Krajowe indeksy miały wyraźny problem z obraniem kierunku, co dobrze oddaje atmosferę niepewności, która towarzyszyła poniedziałkowej sesji w Warszawie. Mimo obiecującego początku inwestorzy nie poszli za ciosem i zamiast kontynuacji zeszłotygodniowego odbicia nastąpiło cofnięcie głównych indeksów. WIG20 finiszował 1,15 proc. pod kreską, a WIG poszedł w dół o ponad 0,7 proc. Zakupom akcji nie sprzyjały negatywne nastroje, jakie przeważały na większości pozostałych rynków akcji. Na europejskich giełdach zdecydowaną przewagę mieli sprzedający. Inwestorzy pozbywali się akcji w związku z obawami o tempo wzrostu chińskiej gospodarki w związku ze spowolnieniem odbicia po pandemii Covid-19 i negatywnymi sygnałami płynącymi z chińskiego rynku nieruchomości. Warto przy tym dodać, że w ostatnich dniach kilka dużych banków inwestycyjnych obniżyło swoje tegoroczne prognozy dotyczące wzrostu chińskiej gospodarki, wskazując na konieczność dalszej stymulacji w celem jej ożywienia. Amerykańscy inwestorzy tym razem mieli wolne, więc korekta ich ominęła.
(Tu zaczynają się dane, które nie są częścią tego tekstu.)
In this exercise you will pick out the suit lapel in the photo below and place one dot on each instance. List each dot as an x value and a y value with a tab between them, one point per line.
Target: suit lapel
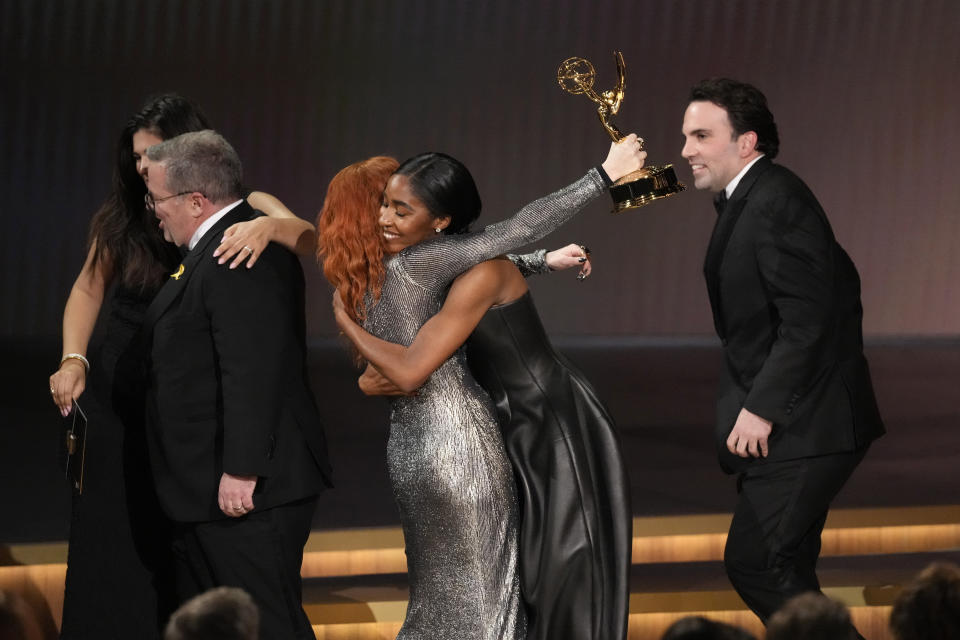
722	230
177	282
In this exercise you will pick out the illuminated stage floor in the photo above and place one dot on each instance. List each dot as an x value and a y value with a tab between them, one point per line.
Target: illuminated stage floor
661	396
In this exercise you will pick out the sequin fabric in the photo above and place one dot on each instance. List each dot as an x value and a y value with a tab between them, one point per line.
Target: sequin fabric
450	474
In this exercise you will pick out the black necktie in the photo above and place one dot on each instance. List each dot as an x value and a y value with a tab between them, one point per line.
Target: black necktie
720	201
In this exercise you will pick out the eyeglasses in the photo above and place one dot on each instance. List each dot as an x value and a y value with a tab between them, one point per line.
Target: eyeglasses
151	203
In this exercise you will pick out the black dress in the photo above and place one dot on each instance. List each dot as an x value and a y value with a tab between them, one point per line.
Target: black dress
118	559
575	517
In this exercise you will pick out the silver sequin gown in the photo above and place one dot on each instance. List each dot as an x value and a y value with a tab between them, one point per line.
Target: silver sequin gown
450	474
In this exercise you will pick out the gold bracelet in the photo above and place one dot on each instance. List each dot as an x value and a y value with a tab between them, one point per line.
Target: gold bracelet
77	356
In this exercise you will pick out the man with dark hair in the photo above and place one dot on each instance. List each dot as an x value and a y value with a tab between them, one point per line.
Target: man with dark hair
796	410
224	613
811	616
236	445
929	607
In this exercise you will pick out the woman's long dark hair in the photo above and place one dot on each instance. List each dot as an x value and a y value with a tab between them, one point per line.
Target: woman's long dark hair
128	244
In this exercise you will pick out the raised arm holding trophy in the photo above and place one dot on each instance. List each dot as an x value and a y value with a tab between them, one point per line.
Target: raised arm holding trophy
576	76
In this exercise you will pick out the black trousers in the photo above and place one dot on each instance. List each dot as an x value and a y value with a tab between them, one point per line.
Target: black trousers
261	553
774	539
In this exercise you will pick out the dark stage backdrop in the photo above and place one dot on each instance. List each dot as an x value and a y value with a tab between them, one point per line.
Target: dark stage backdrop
864	91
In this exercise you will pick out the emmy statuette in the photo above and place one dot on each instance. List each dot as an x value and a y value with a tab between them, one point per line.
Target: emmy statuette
576	76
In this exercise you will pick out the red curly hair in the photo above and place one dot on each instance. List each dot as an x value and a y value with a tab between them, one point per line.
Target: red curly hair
349	241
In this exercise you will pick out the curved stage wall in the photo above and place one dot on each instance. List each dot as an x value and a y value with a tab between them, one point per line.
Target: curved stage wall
863	92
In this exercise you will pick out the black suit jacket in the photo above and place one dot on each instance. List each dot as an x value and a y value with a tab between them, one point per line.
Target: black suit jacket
228	390
786	305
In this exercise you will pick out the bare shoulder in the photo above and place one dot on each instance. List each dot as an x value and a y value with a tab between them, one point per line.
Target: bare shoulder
497	280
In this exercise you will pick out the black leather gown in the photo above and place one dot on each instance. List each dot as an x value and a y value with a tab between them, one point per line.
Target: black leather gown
575	516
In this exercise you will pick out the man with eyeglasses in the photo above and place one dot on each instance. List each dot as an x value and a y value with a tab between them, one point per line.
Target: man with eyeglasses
236	445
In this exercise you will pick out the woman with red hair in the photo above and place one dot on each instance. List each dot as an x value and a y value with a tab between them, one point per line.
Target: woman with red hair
448	467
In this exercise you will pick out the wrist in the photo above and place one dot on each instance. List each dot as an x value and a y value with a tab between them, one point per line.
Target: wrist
77	358
611	171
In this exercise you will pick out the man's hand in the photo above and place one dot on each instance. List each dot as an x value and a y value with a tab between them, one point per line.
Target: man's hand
749	435
236	494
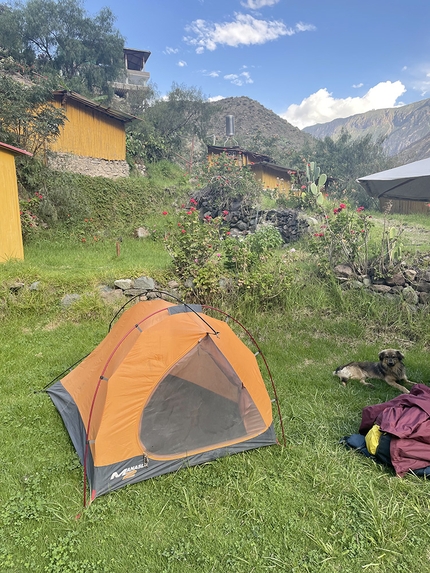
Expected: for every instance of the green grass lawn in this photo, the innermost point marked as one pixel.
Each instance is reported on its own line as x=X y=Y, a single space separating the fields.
x=308 y=506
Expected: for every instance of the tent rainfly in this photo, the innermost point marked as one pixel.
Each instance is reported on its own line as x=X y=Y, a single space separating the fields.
x=408 y=182
x=168 y=387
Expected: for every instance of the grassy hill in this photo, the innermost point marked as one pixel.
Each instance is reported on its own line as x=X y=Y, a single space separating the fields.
x=307 y=506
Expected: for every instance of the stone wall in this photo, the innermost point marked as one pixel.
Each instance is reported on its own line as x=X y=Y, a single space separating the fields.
x=88 y=165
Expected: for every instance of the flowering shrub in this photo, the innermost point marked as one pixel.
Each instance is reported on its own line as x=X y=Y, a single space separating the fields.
x=344 y=238
x=192 y=243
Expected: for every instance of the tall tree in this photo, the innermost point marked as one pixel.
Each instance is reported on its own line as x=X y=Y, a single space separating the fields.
x=28 y=118
x=59 y=36
x=171 y=125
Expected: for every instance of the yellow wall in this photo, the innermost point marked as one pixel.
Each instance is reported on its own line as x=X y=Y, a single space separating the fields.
x=405 y=207
x=272 y=179
x=268 y=177
x=90 y=133
x=10 y=222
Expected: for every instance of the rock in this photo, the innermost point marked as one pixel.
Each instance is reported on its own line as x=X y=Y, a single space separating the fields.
x=132 y=291
x=70 y=299
x=410 y=275
x=123 y=284
x=424 y=297
x=344 y=271
x=410 y=296
x=144 y=283
x=423 y=286
x=396 y=280
x=141 y=233
x=381 y=288
x=15 y=287
x=241 y=226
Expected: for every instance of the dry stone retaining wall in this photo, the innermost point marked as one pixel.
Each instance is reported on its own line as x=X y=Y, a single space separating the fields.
x=91 y=166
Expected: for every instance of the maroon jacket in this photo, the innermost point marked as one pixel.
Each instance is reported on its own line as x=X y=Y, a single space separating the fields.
x=407 y=419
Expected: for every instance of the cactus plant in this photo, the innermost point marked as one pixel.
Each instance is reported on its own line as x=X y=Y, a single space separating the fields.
x=315 y=183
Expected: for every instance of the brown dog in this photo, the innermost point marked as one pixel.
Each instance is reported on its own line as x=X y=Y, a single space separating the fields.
x=389 y=368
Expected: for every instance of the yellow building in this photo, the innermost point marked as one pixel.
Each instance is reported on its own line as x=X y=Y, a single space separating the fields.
x=90 y=130
x=11 y=246
x=270 y=175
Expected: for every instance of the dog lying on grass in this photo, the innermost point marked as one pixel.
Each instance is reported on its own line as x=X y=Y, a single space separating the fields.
x=390 y=368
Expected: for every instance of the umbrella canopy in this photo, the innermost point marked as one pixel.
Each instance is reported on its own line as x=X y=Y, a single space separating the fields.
x=410 y=182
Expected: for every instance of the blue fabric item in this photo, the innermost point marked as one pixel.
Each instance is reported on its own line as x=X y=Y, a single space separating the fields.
x=422 y=472
x=356 y=442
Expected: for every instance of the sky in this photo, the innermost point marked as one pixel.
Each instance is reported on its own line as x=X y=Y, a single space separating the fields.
x=309 y=61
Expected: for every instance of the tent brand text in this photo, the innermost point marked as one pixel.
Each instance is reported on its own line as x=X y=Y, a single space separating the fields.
x=122 y=474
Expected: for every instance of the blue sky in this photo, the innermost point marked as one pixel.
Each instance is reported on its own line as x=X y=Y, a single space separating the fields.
x=310 y=61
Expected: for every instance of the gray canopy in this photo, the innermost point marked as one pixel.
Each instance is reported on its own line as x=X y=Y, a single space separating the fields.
x=410 y=182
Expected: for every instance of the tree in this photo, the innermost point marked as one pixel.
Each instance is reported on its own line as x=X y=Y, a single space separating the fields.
x=28 y=118
x=57 y=36
x=171 y=126
x=345 y=159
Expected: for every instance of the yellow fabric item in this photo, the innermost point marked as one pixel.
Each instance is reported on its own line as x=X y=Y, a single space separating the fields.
x=372 y=439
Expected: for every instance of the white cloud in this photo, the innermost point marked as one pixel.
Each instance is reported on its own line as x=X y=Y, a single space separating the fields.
x=244 y=30
x=321 y=106
x=239 y=79
x=257 y=4
x=169 y=50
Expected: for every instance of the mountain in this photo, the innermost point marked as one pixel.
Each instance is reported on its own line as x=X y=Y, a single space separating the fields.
x=405 y=131
x=256 y=128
Negatywne nastawienie handlujących w Warszawie najmocniej dało się we znaki posiadaczom walorów największych spółek. Na celowniku sprzedających znalazły się wszystkim akcje koncernów wydobywczych JSW i KGHM, oddające zyski z bardzo udanych, ubiegłotygodniowych sesji. Mimo obiecujących zwyżek z początku sesji przecenie poddały się papiery banków. Z łask wypadły również akcje PZU i Allegro. Wśród nielicznych drożejących firm znalazły się telekomy i Asseco.
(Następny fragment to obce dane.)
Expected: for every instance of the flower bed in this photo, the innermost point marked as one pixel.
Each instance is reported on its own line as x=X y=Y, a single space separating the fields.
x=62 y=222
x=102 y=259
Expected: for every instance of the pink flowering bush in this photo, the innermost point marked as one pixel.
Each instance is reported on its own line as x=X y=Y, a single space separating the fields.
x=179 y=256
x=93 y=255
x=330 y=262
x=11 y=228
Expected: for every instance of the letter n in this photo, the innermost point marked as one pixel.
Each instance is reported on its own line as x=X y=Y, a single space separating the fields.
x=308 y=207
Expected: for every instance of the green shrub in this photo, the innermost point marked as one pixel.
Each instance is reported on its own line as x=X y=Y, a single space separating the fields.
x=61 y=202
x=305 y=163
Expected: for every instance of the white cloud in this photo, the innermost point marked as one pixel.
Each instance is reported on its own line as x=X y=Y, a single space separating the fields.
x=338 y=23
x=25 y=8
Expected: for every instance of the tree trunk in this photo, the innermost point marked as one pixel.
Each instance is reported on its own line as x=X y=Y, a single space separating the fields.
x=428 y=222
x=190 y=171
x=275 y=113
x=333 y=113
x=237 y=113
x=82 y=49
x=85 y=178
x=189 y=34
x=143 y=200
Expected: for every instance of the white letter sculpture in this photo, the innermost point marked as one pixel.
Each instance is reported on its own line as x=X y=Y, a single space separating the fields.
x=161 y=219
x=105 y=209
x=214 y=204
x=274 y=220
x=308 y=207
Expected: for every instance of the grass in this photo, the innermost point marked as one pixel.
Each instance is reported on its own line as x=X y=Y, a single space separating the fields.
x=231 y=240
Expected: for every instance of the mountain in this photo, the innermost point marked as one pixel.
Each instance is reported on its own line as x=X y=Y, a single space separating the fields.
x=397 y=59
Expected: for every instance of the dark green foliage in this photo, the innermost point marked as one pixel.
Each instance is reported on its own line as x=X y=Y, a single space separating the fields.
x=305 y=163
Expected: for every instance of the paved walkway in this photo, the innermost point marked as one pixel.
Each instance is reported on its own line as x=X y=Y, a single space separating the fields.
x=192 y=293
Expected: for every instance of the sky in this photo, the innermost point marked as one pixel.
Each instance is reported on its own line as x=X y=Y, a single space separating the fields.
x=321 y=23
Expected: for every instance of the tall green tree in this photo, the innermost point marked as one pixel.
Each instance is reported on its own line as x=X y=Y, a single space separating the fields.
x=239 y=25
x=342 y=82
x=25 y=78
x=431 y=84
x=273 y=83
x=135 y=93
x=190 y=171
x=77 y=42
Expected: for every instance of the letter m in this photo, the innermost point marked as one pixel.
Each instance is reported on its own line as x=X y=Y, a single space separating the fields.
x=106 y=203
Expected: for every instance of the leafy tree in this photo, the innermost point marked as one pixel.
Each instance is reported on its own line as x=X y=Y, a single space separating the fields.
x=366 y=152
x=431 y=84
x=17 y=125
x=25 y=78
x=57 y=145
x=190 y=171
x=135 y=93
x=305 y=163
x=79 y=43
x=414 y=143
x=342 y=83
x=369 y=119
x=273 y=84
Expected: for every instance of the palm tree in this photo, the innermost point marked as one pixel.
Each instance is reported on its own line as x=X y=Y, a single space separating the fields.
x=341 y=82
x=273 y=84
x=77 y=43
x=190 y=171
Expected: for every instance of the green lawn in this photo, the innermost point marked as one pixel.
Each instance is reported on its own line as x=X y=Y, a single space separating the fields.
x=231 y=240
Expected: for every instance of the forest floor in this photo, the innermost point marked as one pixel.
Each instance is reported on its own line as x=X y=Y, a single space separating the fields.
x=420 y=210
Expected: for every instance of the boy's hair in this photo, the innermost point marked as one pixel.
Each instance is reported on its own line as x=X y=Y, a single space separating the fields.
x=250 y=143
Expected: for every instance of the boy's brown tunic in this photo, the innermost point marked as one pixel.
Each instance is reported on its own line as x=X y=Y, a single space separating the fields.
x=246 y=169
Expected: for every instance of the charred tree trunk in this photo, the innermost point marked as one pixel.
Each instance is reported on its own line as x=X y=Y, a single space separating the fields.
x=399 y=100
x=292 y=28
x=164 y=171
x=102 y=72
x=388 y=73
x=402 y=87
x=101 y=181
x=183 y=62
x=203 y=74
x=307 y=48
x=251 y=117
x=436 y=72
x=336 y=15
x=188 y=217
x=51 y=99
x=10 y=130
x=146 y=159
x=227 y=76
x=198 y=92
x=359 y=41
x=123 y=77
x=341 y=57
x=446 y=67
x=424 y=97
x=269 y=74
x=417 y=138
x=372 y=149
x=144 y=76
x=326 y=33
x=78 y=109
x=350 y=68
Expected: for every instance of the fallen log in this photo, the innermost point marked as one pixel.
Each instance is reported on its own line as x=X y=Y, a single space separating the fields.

Na większą przychylność mogły liczyć akcje małych i średnich firm. Na plusie zakończyła notowania co druga z nich. Pozytywnie wyróżniają się małe spółki z indeksu sWIG80, wśród których prym wiodły efektownie drożejące akcje GreenX i Medicalgorithmics. Z kolei wśród średniaków błyszczał Tauron. Na szerokim rynku najbardziej okazałe wzrosty, przekraczające 26 proc., miały miejsce na walorach Elektrociepłowni Będzin.